C. de Jonge's ‘Greek Reading Lists from Dionysius to Dio’ offers a suggestive comparison of two ancient syllabi in Dionysius of Halicarnassus and Dio Chrysostom. De Jonge notes the flawed tendency to assume that such lists are basically the same: subtle differences (regarding, e.g., the role of poetry and the amount of labour readers should expect to do) prompt questions about the purposes of such lists and the understanding of canonicity they imply. De Jonge points to different generic contexts, for instance, but this still leaves open various questions about why those differences exist and for whom they proved useful. A sharp reading draws attention to Dio, Or. 18.16–17, where Xenophon's Anabasis is elevated because it helps in navigating imperial relations (p. 329), nicely demonstrating Dio's ‘more practical perspective’ (p. 336) as he reorganises the canon to prioritise ‘useful’ literature – not least for himself as an urbane grandee.

S. Goldhill closes the volume with a performatively dialogic envoi, staging contingent dialogic partners not included here – the Septuagint and Philo – to ‘emphasise how different a picture of Hellenistic literature could have been produced’ (p. 361), in a call for ‘a more networked, more rhizomatic model’ (p. 364) of dialogue.

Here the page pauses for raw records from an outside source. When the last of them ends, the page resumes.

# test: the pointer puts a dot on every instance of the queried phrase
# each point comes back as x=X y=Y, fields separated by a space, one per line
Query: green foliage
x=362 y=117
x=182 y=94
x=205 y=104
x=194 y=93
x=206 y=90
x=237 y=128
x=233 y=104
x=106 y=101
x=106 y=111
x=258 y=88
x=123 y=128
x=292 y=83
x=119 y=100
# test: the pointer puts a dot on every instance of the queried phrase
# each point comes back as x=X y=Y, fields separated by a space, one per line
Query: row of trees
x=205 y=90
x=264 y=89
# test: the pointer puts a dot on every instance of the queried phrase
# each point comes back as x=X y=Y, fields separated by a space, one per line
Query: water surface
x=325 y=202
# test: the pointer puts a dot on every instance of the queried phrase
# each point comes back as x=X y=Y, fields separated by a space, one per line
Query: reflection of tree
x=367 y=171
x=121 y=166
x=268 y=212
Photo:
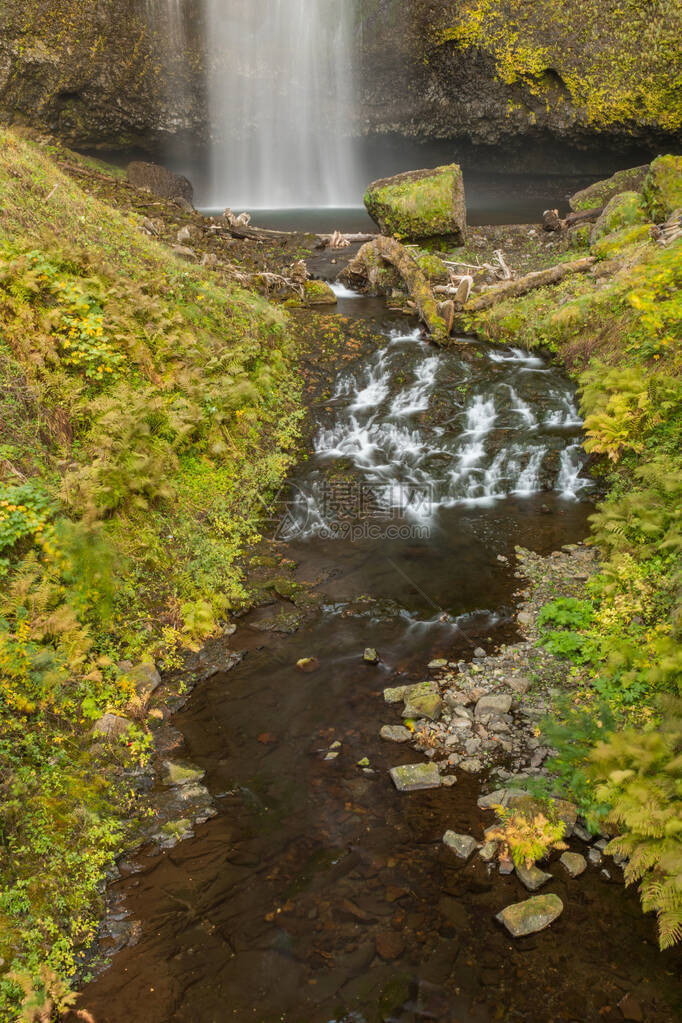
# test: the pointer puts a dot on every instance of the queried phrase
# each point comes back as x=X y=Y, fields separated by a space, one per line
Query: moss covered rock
x=625 y=210
x=601 y=192
x=318 y=293
x=420 y=205
x=663 y=187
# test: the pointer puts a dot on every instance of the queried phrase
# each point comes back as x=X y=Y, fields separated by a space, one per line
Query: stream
x=318 y=893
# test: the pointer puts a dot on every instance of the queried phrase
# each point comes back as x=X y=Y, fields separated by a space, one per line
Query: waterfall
x=280 y=103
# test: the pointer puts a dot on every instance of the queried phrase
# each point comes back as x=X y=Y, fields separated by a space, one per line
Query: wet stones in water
x=462 y=845
x=532 y=877
x=396 y=734
x=532 y=916
x=574 y=863
x=412 y=777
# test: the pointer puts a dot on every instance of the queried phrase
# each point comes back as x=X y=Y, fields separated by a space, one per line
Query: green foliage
x=638 y=773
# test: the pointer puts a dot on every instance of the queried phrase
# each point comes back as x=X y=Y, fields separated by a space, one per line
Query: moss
x=420 y=205
x=663 y=187
x=600 y=192
x=616 y=243
x=622 y=211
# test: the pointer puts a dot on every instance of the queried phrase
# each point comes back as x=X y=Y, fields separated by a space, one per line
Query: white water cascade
x=280 y=101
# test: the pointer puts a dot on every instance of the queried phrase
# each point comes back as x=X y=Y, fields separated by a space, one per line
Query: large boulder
x=160 y=181
x=663 y=187
x=420 y=205
x=601 y=191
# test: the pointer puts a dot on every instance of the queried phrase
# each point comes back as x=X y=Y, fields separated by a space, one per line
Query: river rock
x=496 y=705
x=574 y=863
x=395 y=734
x=462 y=845
x=110 y=726
x=531 y=916
x=160 y=181
x=145 y=679
x=424 y=705
x=532 y=877
x=412 y=777
x=420 y=205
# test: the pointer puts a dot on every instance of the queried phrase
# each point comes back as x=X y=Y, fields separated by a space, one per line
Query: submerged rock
x=532 y=877
x=532 y=916
x=396 y=734
x=160 y=181
x=574 y=863
x=412 y=777
x=462 y=845
x=419 y=205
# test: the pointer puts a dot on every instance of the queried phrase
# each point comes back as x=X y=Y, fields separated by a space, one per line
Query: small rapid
x=420 y=431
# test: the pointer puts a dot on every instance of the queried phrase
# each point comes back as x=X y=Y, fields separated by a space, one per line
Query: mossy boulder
x=318 y=293
x=420 y=205
x=624 y=210
x=663 y=187
x=601 y=192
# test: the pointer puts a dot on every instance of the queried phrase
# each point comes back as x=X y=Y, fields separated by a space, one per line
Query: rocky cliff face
x=120 y=73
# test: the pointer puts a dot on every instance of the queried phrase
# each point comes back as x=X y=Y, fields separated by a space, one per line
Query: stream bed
x=318 y=893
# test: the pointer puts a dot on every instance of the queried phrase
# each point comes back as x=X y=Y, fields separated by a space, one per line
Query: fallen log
x=539 y=278
x=393 y=252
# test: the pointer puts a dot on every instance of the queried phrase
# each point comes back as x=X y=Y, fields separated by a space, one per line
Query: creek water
x=318 y=893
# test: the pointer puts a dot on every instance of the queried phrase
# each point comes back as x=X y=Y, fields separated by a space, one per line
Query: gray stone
x=574 y=863
x=412 y=777
x=462 y=845
x=532 y=877
x=396 y=734
x=110 y=726
x=496 y=705
x=531 y=916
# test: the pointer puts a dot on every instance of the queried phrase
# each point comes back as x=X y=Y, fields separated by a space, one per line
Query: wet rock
x=396 y=734
x=412 y=777
x=532 y=877
x=423 y=705
x=160 y=181
x=531 y=916
x=574 y=863
x=420 y=205
x=462 y=845
x=495 y=705
x=110 y=726
x=488 y=851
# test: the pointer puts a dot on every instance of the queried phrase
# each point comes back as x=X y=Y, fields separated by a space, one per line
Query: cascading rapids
x=424 y=432
x=280 y=102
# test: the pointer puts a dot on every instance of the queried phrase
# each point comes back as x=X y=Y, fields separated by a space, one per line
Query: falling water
x=280 y=95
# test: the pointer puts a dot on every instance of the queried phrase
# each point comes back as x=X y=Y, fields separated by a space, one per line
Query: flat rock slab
x=412 y=777
x=423 y=705
x=532 y=877
x=574 y=863
x=462 y=845
x=396 y=734
x=532 y=916
x=496 y=705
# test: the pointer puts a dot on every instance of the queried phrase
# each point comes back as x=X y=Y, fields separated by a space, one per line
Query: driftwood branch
x=539 y=278
x=437 y=316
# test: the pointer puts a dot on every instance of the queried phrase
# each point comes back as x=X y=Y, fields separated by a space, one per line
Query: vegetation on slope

In light of the intended focus on ‘plurality’ (p. 4), is it reductive to ask how it all hangs together? The banner of ‘dialogue’ risks looseness, since all reading is necessarily dialogic, impossible in a vacuum. Certainly, many of the chapters are conceivable under different thematic guises, and one can imagine many of their intra- and intertextual interpretative manoeuvres being made elsewhere. Innovation, then, inheres in the unexpected and frequently illuminating collation of materials and sources, and in the attendant destabilising of what counts as a relevant comparandum. Given various continuities established between Hellenistic and imperial texts, the volume, at its best, flusters operative assumptions about periodisation and its putative idiosyncrasies (cf. T. Whitmarsh, ‘Greece: Hellenistic and Early Imperial Continuities’, in: D.S. Richter and W.A. Johnson [edd.], The Oxford Handbook of the Second Sophistic [2017], pp. 11–24, cited in the introduction; and [uncited] J. Porter, ‘Against leptotes: Rethinking Hellenistic Aesthetics’, in: A. Erskine and L. Llewellyn-Jones [edd.], Creating a Hellenistic World [2011], pp. 271–312). Perhaps a less trite facet of the truism of reading-is-always-dialogue lies in the difficulty of setting limits on any act of reading. Texts are sometimes said to ‘stay with us’: lived situations, not to mention other texts, are subsequently ‘(re)read’ through previous textual encounters. This volume succeeds in showing something of that kaleidoscopic process and in introducing what for many will be new texts, while familiar ones are approached from lively dialogic angles.